Finding an Idea

How do I know if my idea will make money or just be a hobby?

Answered by Unleash Your Ideas.

A business

  • Someone pays before you build
  • Real money on a description
  • Demand proven upfront
  • You have a customer
vs

A hobby

  • Nobody pays until it is built
  • You fund it all yourself
  • Hope instead of proof
  • You have an expense

Answer

Charge someone before you build. If a real person hands you real money based only on your description, it's a business. If nobody pays until you've built the whole thing, it's a hobby.

Quick Facts

1

Charging before you build tests for real demand and avoids the top failure cause, no market need, which appears in about 42% of post-mortems.

Source: CB Insights

2

Cash, not enthusiasm, keeps a business alive; only about half of new firms reach five years, and pre-payment is the clearest early proof of a paying market.

Source: U.S. BLS Business Employment Dynamics

3

The vast majority of U.S. businesses (about 82% are solo operations) are funded by their own revenue, which starts with someone paying before much is built.

Source: SBA Office of Advocacy

Questions For You

  • Could you write a one-paragraph offer and get a real person to pay today, before you build anything?

  • If nobody will pay until the whole thing is finished, what does that tell you about the demand?

  • What is the smallest thing you could charge for this week to turn hope into evidence?

A Word of Inspiration

The fact that you are asking this question already puts you ahead of most people, who build first and pray later.
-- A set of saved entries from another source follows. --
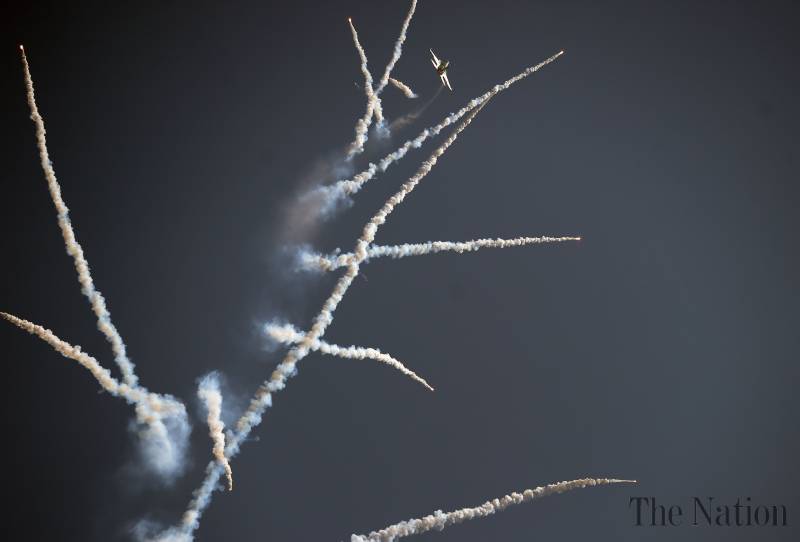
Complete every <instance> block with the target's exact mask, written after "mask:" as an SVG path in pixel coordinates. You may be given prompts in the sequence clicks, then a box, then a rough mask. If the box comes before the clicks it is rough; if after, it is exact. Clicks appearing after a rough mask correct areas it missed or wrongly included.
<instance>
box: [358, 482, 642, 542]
mask: <svg viewBox="0 0 800 542" xmlns="http://www.w3.org/2000/svg"><path fill="white" fill-rule="evenodd" d="M619 483H636V480H617V479H613V478H583V479H581V480H572V481H569V482H559V483H557V484H550V485H546V486H544V487H537V488H535V489H526V490H525V491H523V492H522V493H516V492H514V493H511V494H510V495H506V496H505V497H501V498H500V499H493V500H491V501H486V502H485V503H483V504H482V505H480V506H477V507H475V508H462V509H461V510H456V511H454V512H442V511H441V510H437V511H436V512H434V513H433V514H431V515H429V516H425V517H424V518H420V519H410V520H408V521H402V522H400V523H397V524H395V525H391V526H389V527H386V528H385V529H381V530H380V531H373V532H371V533H369V534H368V535H358V534H354V535H352V536H351V537H350V541H351V542H392V541H393V540H397V539H398V538H403V537H406V536H412V535H417V534H422V533H426V532H428V531H432V530H437V531H441V530H442V529H444V528H445V527H449V526H450V525H455V524H457V523H461V522H462V521H467V520H470V519H475V518H483V517H486V516H489V515H491V514H494V513H495V512H502V511H503V510H505V509H506V508H508V507H509V506H511V505H512V504H520V503H523V502H527V501H532V500H533V499H538V498H541V497H547V496H549V495H555V494H558V493H563V492H565V491H570V490H572V489H582V488H585V487H591V486H600V485H607V484H619Z"/></svg>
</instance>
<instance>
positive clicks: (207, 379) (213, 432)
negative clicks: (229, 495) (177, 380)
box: [197, 373, 233, 491]
mask: <svg viewBox="0 0 800 542" xmlns="http://www.w3.org/2000/svg"><path fill="white" fill-rule="evenodd" d="M197 396H198V397H199V398H200V400H201V401H202V402H203V404H204V405H205V407H206V411H207V412H208V417H207V419H206V420H207V422H208V432H209V435H210V436H211V441H212V442H213V443H214V447H213V450H212V452H213V454H214V457H215V458H216V459H217V461H218V462H219V464H220V465H221V466H222V468H223V469H225V476H226V477H227V479H228V491H233V472H232V471H231V466H230V464H229V463H228V458H227V457H225V424H224V423H222V393H220V391H219V379H218V377H217V375H216V373H211V374H209V375H206V376H205V377H203V379H202V380H200V386H199V387H198V389H197Z"/></svg>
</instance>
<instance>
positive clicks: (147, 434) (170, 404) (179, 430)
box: [0, 312, 189, 477]
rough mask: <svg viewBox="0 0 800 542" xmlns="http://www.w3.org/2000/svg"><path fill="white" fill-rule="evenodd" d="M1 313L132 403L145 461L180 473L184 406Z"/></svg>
mask: <svg viewBox="0 0 800 542" xmlns="http://www.w3.org/2000/svg"><path fill="white" fill-rule="evenodd" d="M0 316H2V317H3V318H4V319H6V320H8V321H9V322H11V323H12V324H14V325H16V326H17V327H19V328H21V329H23V330H25V331H27V332H28V333H31V334H33V335H36V336H37V337H39V338H40V339H42V340H44V341H45V342H46V343H48V344H49V345H50V346H52V347H53V348H54V349H55V350H56V351H57V352H58V353H60V354H61V355H63V356H64V357H67V358H69V359H72V360H74V361H77V362H78V363H80V364H81V365H82V366H83V367H85V368H86V369H88V370H89V372H90V373H92V376H94V378H95V380H97V382H98V383H99V384H100V387H101V388H103V389H104V390H105V391H107V392H108V393H110V394H111V395H113V396H115V397H122V398H123V399H125V400H126V401H128V403H130V404H132V405H134V406H135V409H134V410H135V412H136V421H137V422H138V423H139V424H141V426H142V427H141V428H140V430H139V431H138V434H139V436H140V439H141V440H140V445H141V451H142V453H143V456H144V459H145V460H146V462H147V464H148V465H149V466H150V467H151V468H152V469H153V470H155V471H156V472H157V473H158V474H159V475H161V476H165V477H174V476H176V475H178V474H180V473H181V472H182V469H183V456H184V452H185V449H186V441H187V438H188V435H189V425H188V421H187V419H186V409H185V408H184V406H183V404H182V403H180V402H179V401H178V400H177V399H175V398H174V397H171V396H169V395H158V394H155V393H151V392H149V391H147V389H145V388H143V387H141V386H131V385H129V384H126V383H124V382H119V381H118V380H117V379H115V378H114V377H113V376H111V373H110V372H109V371H108V369H106V368H105V367H103V366H102V365H100V363H99V362H98V361H97V360H96V359H95V358H94V357H92V356H90V355H89V354H87V353H86V352H83V351H82V350H81V347H80V346H77V345H76V346H73V345H71V344H69V343H67V342H65V341H63V340H61V339H59V338H58V337H57V336H56V335H55V334H54V333H53V332H52V331H50V330H49V329H47V328H44V327H42V326H39V325H36V324H34V323H32V322H29V321H28V320H23V319H22V318H18V317H16V316H14V315H11V314H8V313H5V312H0Z"/></svg>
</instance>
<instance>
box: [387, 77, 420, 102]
mask: <svg viewBox="0 0 800 542" xmlns="http://www.w3.org/2000/svg"><path fill="white" fill-rule="evenodd" d="M389 82H390V83H392V84H393V85H394V86H395V87H397V88H398V89H399V90H400V92H402V93H403V94H404V95H405V97H406V98H410V99H414V98H418V96H417V95H416V94H415V93H414V91H413V90H411V88H410V87H409V86H408V85H406V84H405V83H403V82H402V81H398V80H397V79H395V78H393V77H390V78H389Z"/></svg>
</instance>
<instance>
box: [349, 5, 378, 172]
mask: <svg viewBox="0 0 800 542" xmlns="http://www.w3.org/2000/svg"><path fill="white" fill-rule="evenodd" d="M347 24H349V25H350V32H351V33H352V34H353V44H354V45H355V46H356V51H357V52H358V57H359V58H360V59H361V73H362V74H364V93H365V94H366V95H367V110H366V112H365V113H364V116H363V117H361V118H360V119H358V120H357V121H356V137H355V139H354V140H353V142H352V143H351V144H350V146H349V147H348V149H347V157H348V158H352V157H353V156H355V155H356V154H358V153H360V152H361V151H363V150H364V143H366V142H367V133H368V132H369V125H370V124H371V123H372V115H373V114H374V112H375V107H376V106H377V107H380V105H379V103H378V101H379V99H378V97H377V96H375V91H374V90H373V88H372V74H371V73H370V72H369V67H368V66H367V53H366V52H364V48H363V47H362V46H361V42H360V41H358V32H356V27H355V26H354V25H353V20H352V19H351V18H349V17H348V18H347Z"/></svg>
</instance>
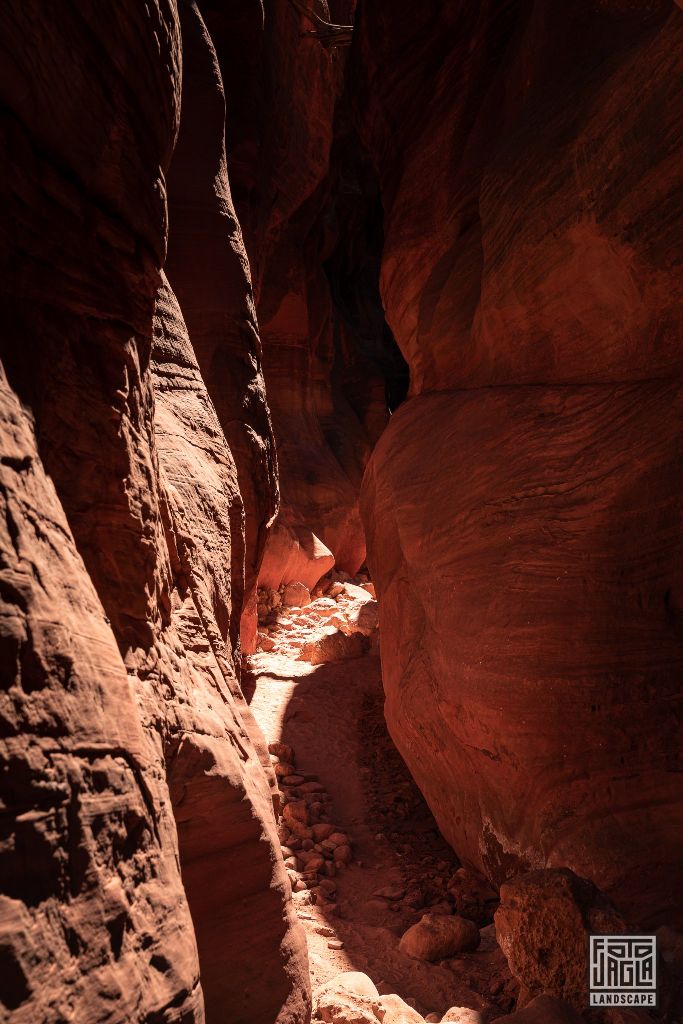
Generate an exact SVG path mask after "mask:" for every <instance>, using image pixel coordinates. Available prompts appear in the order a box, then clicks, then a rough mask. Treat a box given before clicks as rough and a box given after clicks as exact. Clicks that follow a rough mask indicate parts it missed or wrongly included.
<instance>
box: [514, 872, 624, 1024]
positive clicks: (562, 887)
mask: <svg viewBox="0 0 683 1024" xmlns="http://www.w3.org/2000/svg"><path fill="white" fill-rule="evenodd" d="M628 931H629V929H628V927H627V925H626V923H625V921H624V919H623V918H622V916H621V915H620V914H618V913H617V912H616V911H615V910H614V908H613V907H612V906H611V904H610V903H609V901H608V900H607V899H606V898H605V897H604V896H603V895H602V894H601V893H600V892H599V891H598V890H597V889H596V887H595V886H594V885H593V883H591V882H587V881H586V880H585V879H580V878H579V877H578V876H575V874H574V873H573V872H572V871H570V870H568V869H567V868H548V869H546V870H541V871H530V872H528V873H526V874H521V876H519V877H518V878H516V879H514V880H512V881H511V882H508V883H506V884H505V885H503V886H502V887H501V905H500V907H499V908H498V910H497V911H496V934H497V937H498V942H499V945H500V947H501V949H502V950H503V952H504V953H505V956H506V958H507V962H508V966H509V968H510V971H511V972H512V974H513V976H514V977H515V978H516V979H517V981H518V982H519V983H520V985H521V986H522V987H523V989H525V990H526V991H527V992H528V993H529V995H530V996H531V997H533V996H536V995H540V994H543V993H545V994H547V995H552V996H555V997H557V998H559V999H563V1000H565V1001H567V1002H569V1004H571V1005H572V1006H573V1007H574V1008H575V1009H577V1010H578V1011H582V1010H584V1009H585V1008H586V1007H587V1006H588V965H587V956H588V952H587V950H588V936H589V934H590V933H593V934H609V933H623V932H628Z"/></svg>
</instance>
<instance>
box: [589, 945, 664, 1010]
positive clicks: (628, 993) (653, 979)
mask: <svg viewBox="0 0 683 1024" xmlns="http://www.w3.org/2000/svg"><path fill="white" fill-rule="evenodd" d="M589 994H590V1006H592V1007H656V1005H657V947H656V936H655V935H591V936H590V956H589Z"/></svg>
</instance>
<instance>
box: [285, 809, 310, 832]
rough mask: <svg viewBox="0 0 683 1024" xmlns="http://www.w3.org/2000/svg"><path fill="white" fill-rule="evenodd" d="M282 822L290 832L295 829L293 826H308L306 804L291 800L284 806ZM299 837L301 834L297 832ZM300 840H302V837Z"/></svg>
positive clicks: (307, 811) (293, 826) (306, 809)
mask: <svg viewBox="0 0 683 1024" xmlns="http://www.w3.org/2000/svg"><path fill="white" fill-rule="evenodd" d="M283 821H284V822H285V824H286V825H288V826H289V827H290V828H292V830H294V829H295V825H304V826H305V825H307V824H308V808H307V807H306V802H305V801H304V800H292V801H290V802H289V803H288V804H285V807H284V808H283ZM298 835H299V836H301V835H302V834H301V833H300V831H299V833H298ZM302 838H304V837H303V836H302Z"/></svg>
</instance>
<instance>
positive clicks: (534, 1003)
mask: <svg viewBox="0 0 683 1024" xmlns="http://www.w3.org/2000/svg"><path fill="white" fill-rule="evenodd" d="M443 1020H445V1018H443ZM498 1021H500V1024H507V1022H508V1021H509V1022H510V1024H583V1021H584V1018H583V1017H582V1016H581V1014H579V1013H577V1011H575V1010H574V1009H573V1007H571V1006H569V1004H567V1002H563V1001H562V1000H561V999H556V998H554V997H553V996H551V995H537V997H536V998H535V999H532V1000H531V1001H530V1002H529V1004H527V1005H526V1006H525V1007H524V1008H523V1010H517V1011H516V1012H515V1013H513V1014H509V1015H508V1016H507V1017H499V1018H498Z"/></svg>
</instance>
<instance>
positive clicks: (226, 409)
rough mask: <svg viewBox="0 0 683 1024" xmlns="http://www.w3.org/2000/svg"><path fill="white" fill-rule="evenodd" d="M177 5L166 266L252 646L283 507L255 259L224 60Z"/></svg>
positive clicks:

The test is beautifully simple: get someone to pay before you build. If real money shows up on nothing but your description, you have a business, and if it does not, you just saved yourself months of building the wrong thing.

Try this today

Write a one-paragraph description of your offer. Send it to 5 people who might want it. Ask if they would pay $X today.

Sources & Citations

  1. CB Insights, The Top Reasons Startups Fail (analysis of startup post-mortems)
  2. U.S. Bureau of Labor Statistics, Business Employment Dynamics (survival of private-sector establishments by opening year)
  3. U.S. SBA Office of Advocacy, 2024 Small Business Profile (United States)

This resource is educational and does not constitute legal, tax, or financial advice. Consult qualified professionals for decisions specific to your situation.